それは、地球上の最初の生命は、約40億年前の地球の海にあった「原始のスープ」と呼ばれる海水から生まれた、というものです。

「原始のスープ」とは、生命の材料になる色々な種類の有機物が混ざり合った、いわば「命の素となる化学物質のスープ」です。

実際、1950年代に行われた有名な実験では、地球が誕生したころの大気の状況を実験室で再現し、そこに電気を放電することで、アミノ酸という物質を作り出すことに成功しました。

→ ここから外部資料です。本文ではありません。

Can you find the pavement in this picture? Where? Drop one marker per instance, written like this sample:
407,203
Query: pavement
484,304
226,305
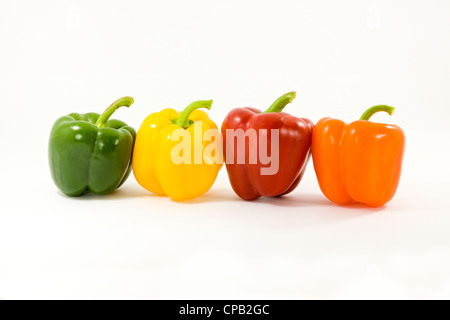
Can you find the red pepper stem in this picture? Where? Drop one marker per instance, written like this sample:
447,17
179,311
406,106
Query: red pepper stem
379,108
281,102
183,121
122,102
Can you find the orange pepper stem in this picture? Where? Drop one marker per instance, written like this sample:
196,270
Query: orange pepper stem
122,102
281,102
379,108
183,121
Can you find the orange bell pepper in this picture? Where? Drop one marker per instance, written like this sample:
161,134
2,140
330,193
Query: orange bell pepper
358,162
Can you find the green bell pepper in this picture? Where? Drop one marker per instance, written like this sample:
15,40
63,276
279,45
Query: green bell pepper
90,153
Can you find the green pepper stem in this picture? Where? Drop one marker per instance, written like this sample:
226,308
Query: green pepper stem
183,121
379,108
281,102
122,102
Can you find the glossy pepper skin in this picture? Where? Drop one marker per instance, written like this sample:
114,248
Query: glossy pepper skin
359,162
90,153
153,164
295,136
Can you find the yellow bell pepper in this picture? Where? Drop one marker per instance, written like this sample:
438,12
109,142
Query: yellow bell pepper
178,154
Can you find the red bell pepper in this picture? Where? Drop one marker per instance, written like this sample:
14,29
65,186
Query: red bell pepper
294,141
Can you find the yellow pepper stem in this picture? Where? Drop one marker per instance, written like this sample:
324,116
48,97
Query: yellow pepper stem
183,121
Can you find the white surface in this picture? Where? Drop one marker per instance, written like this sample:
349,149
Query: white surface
59,57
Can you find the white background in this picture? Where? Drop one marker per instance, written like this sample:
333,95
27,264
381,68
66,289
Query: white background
342,57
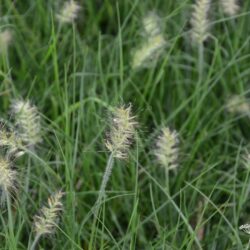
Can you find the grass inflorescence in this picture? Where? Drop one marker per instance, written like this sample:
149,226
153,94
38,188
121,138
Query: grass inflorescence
166,169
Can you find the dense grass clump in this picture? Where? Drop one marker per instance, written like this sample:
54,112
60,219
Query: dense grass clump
124,124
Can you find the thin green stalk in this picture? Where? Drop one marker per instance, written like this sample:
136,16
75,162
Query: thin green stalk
201,61
37,238
101,195
10,223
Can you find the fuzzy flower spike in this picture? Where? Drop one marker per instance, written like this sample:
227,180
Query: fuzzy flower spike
230,7
5,40
200,21
166,150
11,141
8,178
27,121
122,132
245,228
46,222
69,12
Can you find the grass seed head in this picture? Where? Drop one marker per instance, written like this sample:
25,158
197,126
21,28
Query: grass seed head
11,141
46,222
69,12
27,121
245,228
167,148
230,7
5,40
122,132
200,21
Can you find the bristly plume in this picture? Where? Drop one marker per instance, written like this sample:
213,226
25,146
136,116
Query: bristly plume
12,142
69,12
152,25
245,228
238,104
166,150
200,21
230,7
149,52
46,222
8,179
5,40
122,132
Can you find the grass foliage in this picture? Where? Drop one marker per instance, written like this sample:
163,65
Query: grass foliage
76,74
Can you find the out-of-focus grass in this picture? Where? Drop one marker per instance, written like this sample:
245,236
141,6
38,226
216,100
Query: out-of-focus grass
76,73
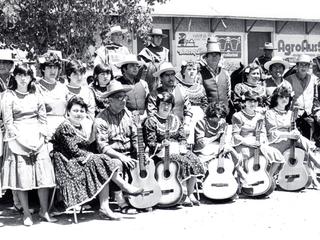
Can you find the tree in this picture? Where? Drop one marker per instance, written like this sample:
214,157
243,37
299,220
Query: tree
68,25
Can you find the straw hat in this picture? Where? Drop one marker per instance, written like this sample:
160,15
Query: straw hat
303,58
130,58
7,55
115,29
116,87
268,46
212,46
157,32
276,59
164,67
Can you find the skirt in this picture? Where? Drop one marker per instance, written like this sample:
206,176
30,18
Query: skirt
80,183
20,172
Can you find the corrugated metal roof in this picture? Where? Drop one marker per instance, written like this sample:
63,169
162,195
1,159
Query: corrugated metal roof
285,10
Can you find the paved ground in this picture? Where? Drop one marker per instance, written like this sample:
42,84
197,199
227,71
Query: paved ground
283,215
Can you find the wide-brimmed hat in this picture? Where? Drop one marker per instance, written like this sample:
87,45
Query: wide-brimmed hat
130,58
268,46
303,58
212,46
115,87
274,60
7,55
157,32
164,67
115,29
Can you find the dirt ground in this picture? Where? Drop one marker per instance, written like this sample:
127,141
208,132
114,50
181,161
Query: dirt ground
286,215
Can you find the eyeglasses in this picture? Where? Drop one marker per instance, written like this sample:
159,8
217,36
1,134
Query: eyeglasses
120,97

アミノ酸は、タンパク質という生命活動に欠かせない分子を構成する重要な材料です。

こうした実験から、科学者たちは生命の材料そのものは比較的簡単に作られるのだと考えるようになりました。

しかし、材料があるだけで生命が生まれるわけではありません。

例えば、プラモデルの部品を全部箱から出して並べただけでは、自然に完成品ができあがらないのと同じです。

生命も、それぞれの材料が偶然うまく組み合わさり、細胞という複雑で高度な「秩序あるシステム」になる仕組みが必要なのです。

ですが、この仕組みが具体的にどのようにして自然にできたのかということは、今でもまだ謎のままなのです。

このため、科学者の間で重要なテーマとなっているのが、「自然発生」という考え方です。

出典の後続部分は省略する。